When Arthur’s attempt to escape back into the accounting world is thwarted by The Tick showing up (only an hour into his shift, of course), things get even more complicated when Overkill confronts them both. We learn that he, too, is convinced that the Terror is still alive, and wants to take him down. Unfortunately, before any thoughtful conversation can occur about this, Overkill throws The Tick out of a window, as Arthur watches in fear and horror, and the episode abruptly ends. Now, we’re left to wonder if Tick and Overkill can overcome this uncomfortable first meeting, and form some type of alliance. As for Arthur, after witnessing this, no one could blame him for wanting to retreat even further, but with so much chaos happening directly in front of him, it’s becoming clear that when The Tick talks about Arthur’s destiny being to become a superhero, he has an undeniable point.

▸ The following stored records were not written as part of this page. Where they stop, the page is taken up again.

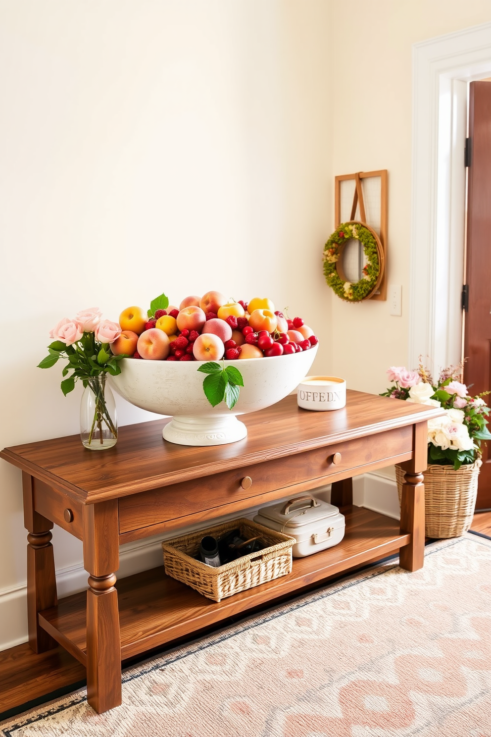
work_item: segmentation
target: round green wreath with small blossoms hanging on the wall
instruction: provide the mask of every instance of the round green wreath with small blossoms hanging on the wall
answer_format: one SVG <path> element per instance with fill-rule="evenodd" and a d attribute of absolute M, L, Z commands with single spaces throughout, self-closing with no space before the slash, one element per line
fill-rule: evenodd
<path fill-rule="evenodd" d="M 363 245 L 366 265 L 362 269 L 363 276 L 359 282 L 349 282 L 342 272 L 339 258 L 350 238 L 359 240 Z M 378 287 L 381 278 L 381 255 L 378 238 L 374 231 L 362 223 L 341 223 L 325 244 L 324 262 L 325 281 L 338 297 L 347 302 L 359 302 L 369 297 Z"/>

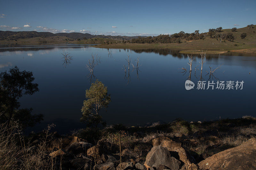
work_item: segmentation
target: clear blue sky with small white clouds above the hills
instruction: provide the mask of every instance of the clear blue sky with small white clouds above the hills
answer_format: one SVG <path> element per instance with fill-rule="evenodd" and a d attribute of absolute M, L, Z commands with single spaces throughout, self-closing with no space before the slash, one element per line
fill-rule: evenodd
<path fill-rule="evenodd" d="M 1 0 L 0 30 L 159 35 L 256 24 L 256 0 Z"/>

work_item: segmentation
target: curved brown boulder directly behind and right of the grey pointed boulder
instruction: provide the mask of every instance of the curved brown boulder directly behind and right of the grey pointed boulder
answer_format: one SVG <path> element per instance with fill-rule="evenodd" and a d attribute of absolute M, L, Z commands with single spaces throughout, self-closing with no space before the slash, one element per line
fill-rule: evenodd
<path fill-rule="evenodd" d="M 181 147 L 181 143 L 172 140 L 165 140 L 162 142 L 161 146 L 166 147 L 168 151 L 174 153 L 178 152 L 179 157 L 176 158 L 180 159 L 183 162 L 186 169 L 188 169 L 188 166 L 190 164 L 195 163 L 194 158 L 191 157 L 191 155 L 184 148 Z"/>

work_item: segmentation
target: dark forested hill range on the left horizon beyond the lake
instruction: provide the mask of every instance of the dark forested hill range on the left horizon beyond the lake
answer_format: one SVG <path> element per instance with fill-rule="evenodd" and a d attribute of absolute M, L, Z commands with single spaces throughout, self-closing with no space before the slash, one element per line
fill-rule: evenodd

“Secret/Identity” wasn’t quite as funny as the first two episodes, save for the bits with Jergen, but it made up for it by being interesting, and developing the dynamics between characters. What we’re seeing is that no one really wants to work with anybody. Arthur, the Tick, and now Overkill all have The Terror in their sights, but it’ll be difficult to any mutual trust to occur. Likewise, Ramses’ poor treatment of Lint looks to destroy what’s left of the already diminished Pyramid Gang.. The primary question now is who can trust who, and which alliances can produce the best results. After three episodes, The Tick has done a wonderful job setting us up for some intense conflicts going forward.
- Anyone else notice that The Terror sounds a bit like one of the random nursing home patients on The Simpsons? I keep expecting him to ask why Krusty Burger doesn’t have soft-boiled eggs.
- Apparently, Ramses drinking Vitamin Water in the last episode wasn’t just a fluke. He has a tomb-shaped refrigerator full of it. Can a 50 Cent cameo be far off?
- Dot is only seen briefly in this episode, but it’s clear that her role is about to expand. When caring for one of the henchmen attacked by The Tick, he mentions that he was attacked by a “big blue bug.” Doesn’t take her long to put two and two together.